Friday. October 05, 2018 - 16 mins

What we will do

Okey so in the previous post I deployed a Flask API with ECS/Fargate and load balanced it using an application load balancer. Now we are going to through an alternative approach that solves the problem of only exposing some endpoints in your Flask app to the internet, while having others for internal purposes. Now, there are many ways you could do this that are maybe smarter even then the way presented here. You could for example split up your Flask app in two or set up rules on the ALB listener.
But for the purpose of awesomeness and variation we will now implement an API Gateway and switch over to a network load balancer.

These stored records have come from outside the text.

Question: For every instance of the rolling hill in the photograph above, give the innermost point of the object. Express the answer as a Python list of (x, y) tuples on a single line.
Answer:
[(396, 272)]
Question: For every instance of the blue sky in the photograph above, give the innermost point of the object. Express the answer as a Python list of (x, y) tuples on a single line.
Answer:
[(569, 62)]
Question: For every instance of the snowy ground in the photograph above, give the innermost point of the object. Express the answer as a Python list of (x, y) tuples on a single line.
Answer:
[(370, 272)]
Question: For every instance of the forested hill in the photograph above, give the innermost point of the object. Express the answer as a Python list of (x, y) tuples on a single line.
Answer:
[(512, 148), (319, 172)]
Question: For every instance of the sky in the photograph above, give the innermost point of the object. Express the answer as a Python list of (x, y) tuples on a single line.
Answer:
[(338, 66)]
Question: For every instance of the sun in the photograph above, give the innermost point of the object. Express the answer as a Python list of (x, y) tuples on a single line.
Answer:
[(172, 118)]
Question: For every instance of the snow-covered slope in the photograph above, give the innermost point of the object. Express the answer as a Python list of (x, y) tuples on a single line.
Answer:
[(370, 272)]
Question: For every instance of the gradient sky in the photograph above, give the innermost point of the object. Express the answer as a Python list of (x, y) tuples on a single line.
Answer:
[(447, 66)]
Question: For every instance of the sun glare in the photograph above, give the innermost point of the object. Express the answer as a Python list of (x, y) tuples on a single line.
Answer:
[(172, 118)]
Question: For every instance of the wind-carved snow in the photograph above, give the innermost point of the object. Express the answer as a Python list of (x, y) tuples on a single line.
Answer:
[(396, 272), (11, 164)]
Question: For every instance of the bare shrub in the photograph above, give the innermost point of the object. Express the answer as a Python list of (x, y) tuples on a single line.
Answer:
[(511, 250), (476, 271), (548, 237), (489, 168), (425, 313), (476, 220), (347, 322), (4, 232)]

So the setup scenario for this post is: We’ve got a Flask app that exposes some endpoints. What these endpoints do is still irrelevant, we are just concerned with exposing these services, and now we also want to pick and choose what endpoints that are accessible from the world wide web (WWW). We also have other AWS services in the same VPC that needs access to these private endpoints. So now, let’s just assume we already have VPC up and running and in this we have databases, lambdas, etc. Smiley face

Let’s get “coding”!

This time I will go a little bit more modal and pythonic in the file structure. I will use multiple files passing the template object around between functions. I know. Heavy stuff.
Ok let’s start with the “main” file that will be called:

from troposphere import Template, Tags
from troposphere.ecs import Cluster
from troposphere.ec2 import SecurityGroup, SecurityGroupRule
from troposphere.s3 import Bucket
import boto3

from repository import get_repository
from network import create_subnets
from routing import create_routing
from load_balancer import create_load_balancer
from api_gateway import create_api_gateway
from ecs_task import create_task
from service import create_service


def define_stack():

    t = Template()

    repository_name = "my_flask_repo"
    repository_uri, image_latest = get_repository(repository_name)

    ec2_client = boto3.client('ec2')
    igw = ec2_client.describe_internet_gateways()['InternetGateways'][0]['InternetGatewayId']
    vpc = ec2_client.describe_vpcs(Filters=[{'Name': 'isDefault', 'Values': ['true']}])['Vpcs'][0]
    vpc_id = pmm_vpc['VpcId']
    vpc_cidr_block = pmm_vpc['CidrBlockAssociationSet']
    subnet_cidr_sizes = ['24', '24', '24', '24']
    create_subnets(t, vpc_id=vpc_id, vpc_cidr_block=vpc_cidr_block, subnet_cidr_sizes=subnet_cidr_sizes)

    create_routing(t, vpc_id, igw)

    t.add_resource(SecurityGroup(
        "FargateSecurityGroup",
        GroupDescription="NLB Security Group",
        VpcId=vpc_id,
        Tags=Tags(Name='NlbSecurityGroup'),
        SecurityGroupIngress=[
            SecurityGroupRule(
                IpProtocol="-1",
                CidrIp="0.0.0.0/0"
            )]
    ))

    create_load_balancer(t, vpc_id=vpc_id)

    stage_name = 'v1'
    create_api_gateway(t, stage_name=stage_name)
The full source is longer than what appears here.